Isaak Gofman was born in 1894, according to his military records in Mogilev, Belorussia. He lived in the town of Krasnopolie, 100 kilometers southeast of Mogilev. He was drafted into the Red Army at the end of July 1941 – a month after the beginning of the Soviet-German war. His family did not succeed in fleeing eastward and remained under German occupation.

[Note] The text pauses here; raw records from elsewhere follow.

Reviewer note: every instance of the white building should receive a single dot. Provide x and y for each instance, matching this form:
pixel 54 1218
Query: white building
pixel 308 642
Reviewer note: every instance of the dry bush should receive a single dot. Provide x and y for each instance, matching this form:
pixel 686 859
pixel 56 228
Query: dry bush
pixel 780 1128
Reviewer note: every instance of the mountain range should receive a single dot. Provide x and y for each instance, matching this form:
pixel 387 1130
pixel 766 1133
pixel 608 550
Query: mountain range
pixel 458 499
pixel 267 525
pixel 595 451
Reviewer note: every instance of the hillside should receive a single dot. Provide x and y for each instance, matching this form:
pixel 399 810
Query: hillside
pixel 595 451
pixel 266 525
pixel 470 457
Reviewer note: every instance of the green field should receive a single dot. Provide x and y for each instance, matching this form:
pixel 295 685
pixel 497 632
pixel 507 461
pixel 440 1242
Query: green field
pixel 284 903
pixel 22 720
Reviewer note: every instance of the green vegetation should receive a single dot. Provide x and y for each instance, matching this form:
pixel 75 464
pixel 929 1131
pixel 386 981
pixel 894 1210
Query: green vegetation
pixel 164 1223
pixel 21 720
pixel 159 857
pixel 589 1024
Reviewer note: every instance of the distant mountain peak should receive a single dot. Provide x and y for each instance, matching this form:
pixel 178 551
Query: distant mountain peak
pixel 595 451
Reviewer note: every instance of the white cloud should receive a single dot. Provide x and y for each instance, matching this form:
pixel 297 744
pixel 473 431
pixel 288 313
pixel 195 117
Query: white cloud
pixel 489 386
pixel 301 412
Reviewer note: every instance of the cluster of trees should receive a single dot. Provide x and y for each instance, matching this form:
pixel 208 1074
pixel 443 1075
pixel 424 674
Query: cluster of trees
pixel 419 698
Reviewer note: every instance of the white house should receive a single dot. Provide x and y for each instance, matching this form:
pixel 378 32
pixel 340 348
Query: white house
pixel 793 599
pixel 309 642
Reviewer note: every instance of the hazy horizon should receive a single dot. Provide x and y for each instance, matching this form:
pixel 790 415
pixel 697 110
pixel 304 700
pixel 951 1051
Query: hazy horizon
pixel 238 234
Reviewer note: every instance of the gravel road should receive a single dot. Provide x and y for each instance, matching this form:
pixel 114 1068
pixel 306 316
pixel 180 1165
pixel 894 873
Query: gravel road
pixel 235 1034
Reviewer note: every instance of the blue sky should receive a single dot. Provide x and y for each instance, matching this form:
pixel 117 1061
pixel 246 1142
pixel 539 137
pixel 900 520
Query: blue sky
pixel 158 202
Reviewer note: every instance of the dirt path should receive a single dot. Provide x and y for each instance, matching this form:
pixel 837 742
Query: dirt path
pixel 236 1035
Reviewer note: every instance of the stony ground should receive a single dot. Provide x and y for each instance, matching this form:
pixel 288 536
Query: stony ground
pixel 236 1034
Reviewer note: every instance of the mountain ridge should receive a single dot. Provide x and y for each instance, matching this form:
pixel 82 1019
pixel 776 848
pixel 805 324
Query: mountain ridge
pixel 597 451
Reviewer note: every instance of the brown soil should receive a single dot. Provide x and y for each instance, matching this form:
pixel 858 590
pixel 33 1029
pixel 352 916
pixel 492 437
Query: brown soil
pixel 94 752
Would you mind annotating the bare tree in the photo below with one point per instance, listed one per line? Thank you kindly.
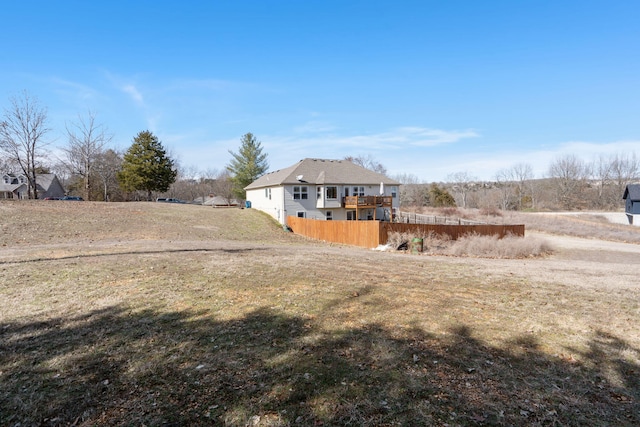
(625, 169)
(569, 176)
(86, 143)
(463, 183)
(22, 137)
(505, 185)
(106, 166)
(413, 192)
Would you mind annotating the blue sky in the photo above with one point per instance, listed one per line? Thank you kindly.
(428, 88)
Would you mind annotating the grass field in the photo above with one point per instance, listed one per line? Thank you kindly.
(158, 314)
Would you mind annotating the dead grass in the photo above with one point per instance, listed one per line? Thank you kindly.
(155, 314)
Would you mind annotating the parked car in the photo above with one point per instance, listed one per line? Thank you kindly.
(169, 200)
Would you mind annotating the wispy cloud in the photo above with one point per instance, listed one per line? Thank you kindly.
(73, 89)
(134, 93)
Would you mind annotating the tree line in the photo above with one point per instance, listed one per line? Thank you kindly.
(570, 183)
(90, 167)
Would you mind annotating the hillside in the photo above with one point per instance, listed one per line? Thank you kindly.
(150, 313)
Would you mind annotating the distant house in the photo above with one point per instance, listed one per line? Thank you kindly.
(632, 201)
(14, 186)
(327, 190)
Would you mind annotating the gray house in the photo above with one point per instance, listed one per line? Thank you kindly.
(14, 186)
(632, 201)
(327, 190)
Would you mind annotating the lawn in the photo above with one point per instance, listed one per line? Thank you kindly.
(162, 314)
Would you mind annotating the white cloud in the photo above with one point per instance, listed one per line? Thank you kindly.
(134, 93)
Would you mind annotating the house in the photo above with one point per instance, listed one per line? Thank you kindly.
(15, 186)
(327, 190)
(632, 201)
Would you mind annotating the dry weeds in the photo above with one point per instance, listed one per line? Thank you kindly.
(155, 314)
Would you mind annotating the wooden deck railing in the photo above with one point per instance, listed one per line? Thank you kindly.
(371, 234)
(367, 201)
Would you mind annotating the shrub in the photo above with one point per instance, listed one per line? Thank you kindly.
(493, 247)
(474, 245)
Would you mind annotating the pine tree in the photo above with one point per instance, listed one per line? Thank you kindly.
(249, 164)
(146, 166)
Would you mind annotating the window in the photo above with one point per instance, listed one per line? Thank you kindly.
(332, 193)
(300, 192)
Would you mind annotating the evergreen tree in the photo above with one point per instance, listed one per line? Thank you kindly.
(249, 164)
(146, 166)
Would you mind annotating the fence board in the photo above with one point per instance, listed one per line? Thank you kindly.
(371, 234)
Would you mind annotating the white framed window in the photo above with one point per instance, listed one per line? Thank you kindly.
(332, 193)
(300, 192)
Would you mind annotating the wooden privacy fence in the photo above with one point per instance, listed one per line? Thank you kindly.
(371, 234)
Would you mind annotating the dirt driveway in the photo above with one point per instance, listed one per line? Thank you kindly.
(590, 263)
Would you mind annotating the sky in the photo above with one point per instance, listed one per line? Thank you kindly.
(426, 88)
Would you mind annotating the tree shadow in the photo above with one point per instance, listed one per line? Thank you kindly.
(120, 367)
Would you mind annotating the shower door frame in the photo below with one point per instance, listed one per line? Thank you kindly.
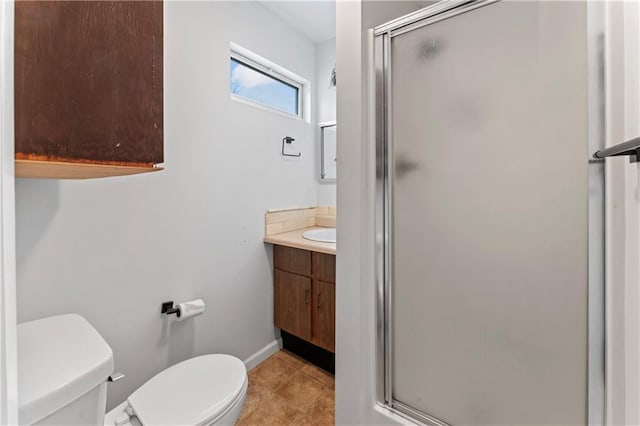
(382, 72)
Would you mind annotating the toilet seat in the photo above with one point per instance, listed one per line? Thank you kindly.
(194, 392)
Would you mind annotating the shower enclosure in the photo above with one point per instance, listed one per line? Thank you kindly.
(487, 311)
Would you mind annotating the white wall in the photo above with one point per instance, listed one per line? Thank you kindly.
(326, 106)
(8, 352)
(113, 249)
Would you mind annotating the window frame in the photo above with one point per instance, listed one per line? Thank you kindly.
(271, 70)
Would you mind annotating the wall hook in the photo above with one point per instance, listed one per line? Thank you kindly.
(289, 139)
(169, 309)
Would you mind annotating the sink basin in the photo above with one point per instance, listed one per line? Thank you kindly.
(323, 235)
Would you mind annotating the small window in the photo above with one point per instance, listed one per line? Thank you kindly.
(261, 84)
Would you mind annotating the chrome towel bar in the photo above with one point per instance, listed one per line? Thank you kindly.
(630, 147)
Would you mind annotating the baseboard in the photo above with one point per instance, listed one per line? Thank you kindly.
(254, 360)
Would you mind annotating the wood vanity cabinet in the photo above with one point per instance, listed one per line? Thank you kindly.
(88, 88)
(305, 294)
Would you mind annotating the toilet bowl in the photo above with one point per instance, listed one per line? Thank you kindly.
(206, 390)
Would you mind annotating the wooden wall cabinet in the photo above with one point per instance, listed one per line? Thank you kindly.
(88, 88)
(305, 295)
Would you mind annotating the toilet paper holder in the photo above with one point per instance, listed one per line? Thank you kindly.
(169, 309)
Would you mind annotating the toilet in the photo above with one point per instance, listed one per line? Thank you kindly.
(63, 371)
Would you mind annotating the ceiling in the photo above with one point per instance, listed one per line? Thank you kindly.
(316, 19)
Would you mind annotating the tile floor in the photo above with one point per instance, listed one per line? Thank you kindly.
(287, 390)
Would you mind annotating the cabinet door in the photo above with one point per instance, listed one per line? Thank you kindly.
(324, 267)
(292, 304)
(88, 81)
(324, 315)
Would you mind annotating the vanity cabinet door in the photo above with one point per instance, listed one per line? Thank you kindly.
(292, 303)
(324, 315)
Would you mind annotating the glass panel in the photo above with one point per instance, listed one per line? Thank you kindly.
(262, 88)
(489, 231)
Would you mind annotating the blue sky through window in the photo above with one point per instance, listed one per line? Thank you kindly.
(263, 89)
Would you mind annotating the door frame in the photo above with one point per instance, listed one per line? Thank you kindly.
(8, 328)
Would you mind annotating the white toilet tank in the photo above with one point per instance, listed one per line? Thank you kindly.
(63, 366)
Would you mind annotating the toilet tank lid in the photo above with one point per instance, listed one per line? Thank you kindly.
(60, 358)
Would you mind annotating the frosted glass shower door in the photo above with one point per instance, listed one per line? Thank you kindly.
(486, 178)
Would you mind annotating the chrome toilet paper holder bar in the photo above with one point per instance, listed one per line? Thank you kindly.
(169, 309)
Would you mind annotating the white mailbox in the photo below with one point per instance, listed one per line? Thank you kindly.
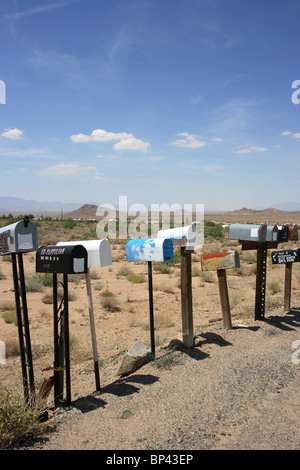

Gofman was assigned to the Western Front as a sapper with the 49th Engineers Brigade and, in that capacity, took part in the defense of Moscow in the fall of 1941. In September of that year he was wounded. Although the wound was not serious, due to his "advanced age" of 47, after being released from hospital Gofman was returned to the same brigade, but as a military tailor (he was promoted to the rank of corporal [iefreitor]). His unit fought in western Russia and the Baltics. In 1944, Gofman was awarded the For Battle Merit medal and later, retroactively, the medal "For the Defense of Moscow." In the same year, he learned that his family – his wife and their adult daughter and ill son had been killed by the Germans. Stunned, he wrote a letter to Ilya Ehrenburg, in which he stressed the imperative of taking revenge.
Isaak's younger brother Mote Gofman (who was born in 1905) was a lieutenant-colonel in the Red Army and deputy commander for political matters (a "zampolit") of an infantry regiment. Mote ended the war in Germany. He was awarded two Orders of the Patriotic War. Mote died in 1980.
In 1985, in honor of the 40th anniversary of the end of World War II, Isaak Gofman was awarded by the Soviet authorities his only military order. The year of his death is not known.